Hamid arrested many educated, young, middle-class men seduced by militancy, a phenomenon that terrifies Western policymakers and fascinated Hamid.

"They were men who were very talented and educated, who felt that society hadn't given them their due," the softly spoken, bespectacled 37-year-old said.

"They wanted desperately to be a part of something that was bigger than themselves ... jihad becomes a canvas they can use to project themselves."

"The Spinner's Tale", published by Pan Macmillan India, was released in the Indian subcontinent in June. Negotiations are underway for a European release.

Fictional friends' paths diverge

The story follows two friends, united by their schooldays and a passion for a classmate and cricket, whose paths diverge as one immerses himself in Western culture and the other plunges into violence to destroy it.

Hamid says he confronted his own divided loyalties after arresting a young militant recruit.
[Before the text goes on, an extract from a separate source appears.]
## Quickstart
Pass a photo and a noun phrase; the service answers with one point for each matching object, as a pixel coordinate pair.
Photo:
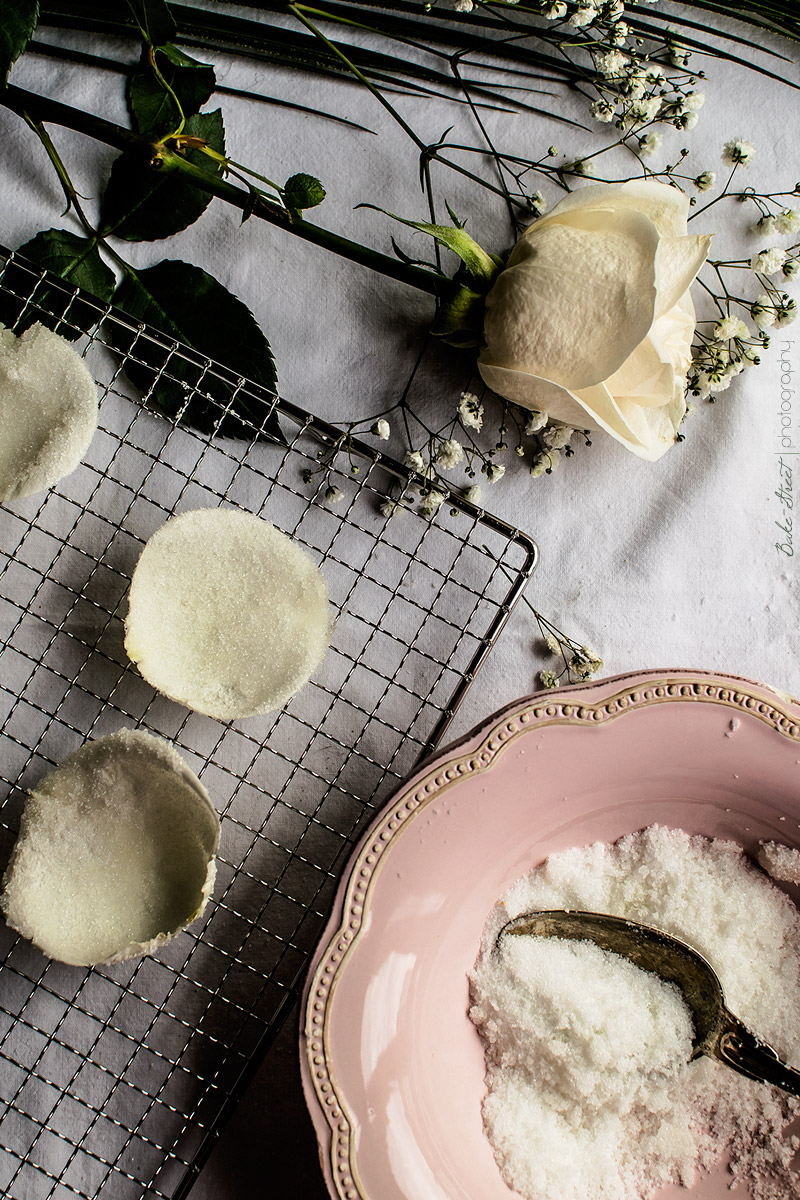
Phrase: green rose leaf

The suspect questioned his integrity and mocked him for chasing justice through a system both knew to be violent and corrupt.

Like his first book, "The Prisoner", Hamid's characters bleed, agonize and brutalize their way through the pages as he brings alive thinly disguised anecdotes from his years on the streets. "Fiction gives you a lot of license - you can say a lot of hard truths," Hamid says wryly.

That means plots driven by smooth, sinister military officers, self-doubting cops, or hitmen hiring themselves out to mafia-like political parties; like the man convicted and hanged this year for killing Hamid's father.

Hunting such men was an obsession when he joined the force, he says. "One of the best days was when we caught a guy ... he was a former police officer who had been involved in the target killings of police officers (involved in political cases)," Hamid recalled.

"He worked with a hit team ... We were after him for something like six months or so, and in that period, police officers kept dying."

Hamid's background as the son of a senior civil servant, educated at one of the country's top schools and British universities, made him an unlikely recruit for Pakistan's embattled and much maligned police force.

Like his police protagonists, ordinary men struggling to find their peace within a corrupt system, he sometimes seems like a genteel outsider in a world that can be brutal, as a few gruesome torture scenes reveal.

But the education that set him apart also gave him a voice, he said. "The police is chock-full of amazing stories," he said. "The best scriptwriter in Hollywood would not come up with something this good ... but its a world (where) we don't give access to outsiders."